Hope for Homeowners lets lenders refinance delinquent borrowers, provided the holder of the existing loan writes it down to 90% of the current home value and waives any prepayment or late payment fees. The FHA insures the new loan, and second lien holders get a share of the home's future appreciation.
The program was created by legislation passed in July.
Several lenders in the audience said they were having problems qualifying borrowers for the program, largely because their FICO scores were below the typical 580 threshold that loan buyers would accept. When questioned by several lenders about how difficult it has been to explain the program to borrowers, Mr. Montgomery acknowledged that many homeowners would face a significant reduction in their equity while benefiting from only half of a home's appreciation when the housing market recovers. "It potentially can become a very expensive program," he said.
Also at the conference, the chief executives of Fannie Mae and Freddie Mac again indicated that since being taken over by the government, their priorities have shifted away from the bottom line in favor of serving the housing markets.
Herbert Allison, the new CEO at Fannie, said it will focus for now on the minimum returns necessary to ensure its safety and soundness. "Once we do that, we will review the pricing necessary to grow the company."
David Moffett, Mr. Allison's counterpart at Freddie, told the MBA that pricing at his company is being reviewed "across the board," with the intent of adjusting "for the 30-year risk we are taking."
The CEOs participated in the convention's opening panel discussion along with James Lockhart, the director of the Federal Housing Finance Agency. The panel discussion, which was disrupted briefly when a protestor walked on stage, interrupted the former CNBC analyst Ron Insana, the panel's moderator, and asked the speakers to address the issue of foreclosures.
The challenger was quickly ushered off the stage, but the panel spoke to his question. Mr. Lockhart told the government-sponsored enterprises they "have to be much more proactive" in that area. (There were about 100 protestors outside the convention.)
Mr. Lockhart told the conference that the actions taken over the last three months by the Bush administration and Congress are "effectively a guarantee" that Fannie and Freddie are backed by the full faith and credit of the federal government. "My hope is that as the markets settle down, investors will recognize their strength and rates will start to move down again," he said.
FHA also plans to tighten its eligibility requirements for lenders and mortgage brokers, Mr. Montgomery said.

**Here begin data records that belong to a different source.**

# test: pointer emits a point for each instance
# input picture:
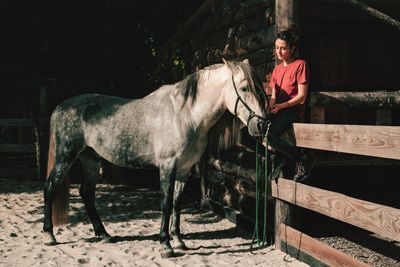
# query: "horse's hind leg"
(55, 179)
(175, 226)
(167, 180)
(91, 166)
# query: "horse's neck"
(209, 105)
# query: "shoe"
(278, 162)
(304, 167)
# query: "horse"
(167, 129)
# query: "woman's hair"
(290, 36)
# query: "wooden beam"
(377, 141)
(317, 115)
(21, 122)
(375, 13)
(286, 14)
(314, 248)
(354, 99)
(379, 219)
(16, 148)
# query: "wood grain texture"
(315, 248)
(377, 141)
(354, 99)
(379, 219)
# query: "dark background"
(102, 46)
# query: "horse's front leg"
(167, 180)
(175, 226)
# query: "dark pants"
(279, 124)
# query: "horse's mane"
(190, 83)
(224, 134)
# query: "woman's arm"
(299, 99)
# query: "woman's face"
(283, 50)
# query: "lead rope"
(258, 192)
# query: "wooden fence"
(232, 180)
(369, 140)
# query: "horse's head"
(243, 99)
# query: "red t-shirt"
(285, 80)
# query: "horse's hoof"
(51, 239)
(105, 238)
(182, 246)
(167, 254)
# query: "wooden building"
(351, 47)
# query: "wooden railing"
(356, 145)
(377, 141)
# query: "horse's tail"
(61, 194)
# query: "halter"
(252, 114)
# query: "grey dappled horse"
(167, 129)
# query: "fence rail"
(376, 141)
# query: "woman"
(289, 86)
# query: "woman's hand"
(275, 108)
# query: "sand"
(132, 217)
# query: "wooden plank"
(21, 122)
(383, 116)
(379, 219)
(316, 249)
(377, 141)
(14, 148)
(283, 215)
(317, 115)
(354, 99)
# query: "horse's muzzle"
(258, 126)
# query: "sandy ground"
(133, 218)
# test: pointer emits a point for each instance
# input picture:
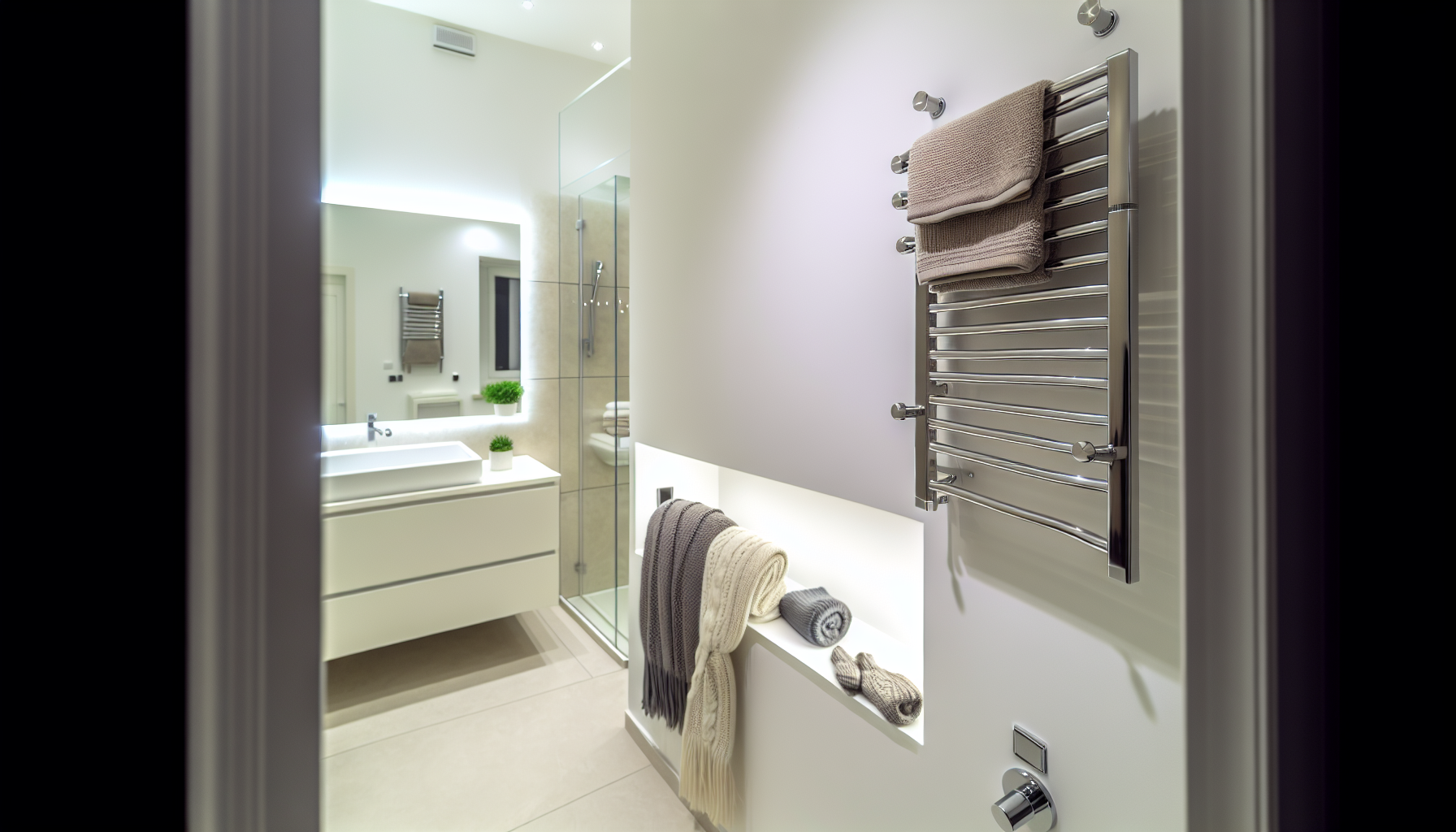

The agency plans to raise its minimum net worth requirements for FHA-approved lenders to $1 million from the current $250,000, and to $73,500 for brokers from the current $63,000, he said. The FHA is hoping to have the new standards in place by Jan. 20, when a new administration takes over, Mr. Montgomery said. (Fannie and the Government National Mortgage Association recently announced similar changes.)
He said he is trying to get an extension for another FHA program designed to help troubled borrowers, FHASecure, which is set to expire at yearend. FHASecure was a centerpiece of the Bush administration's plan last year to stem the tide of foreclosures, but ended up helping only a few thousand borrowers because of stringent eligibility requirements.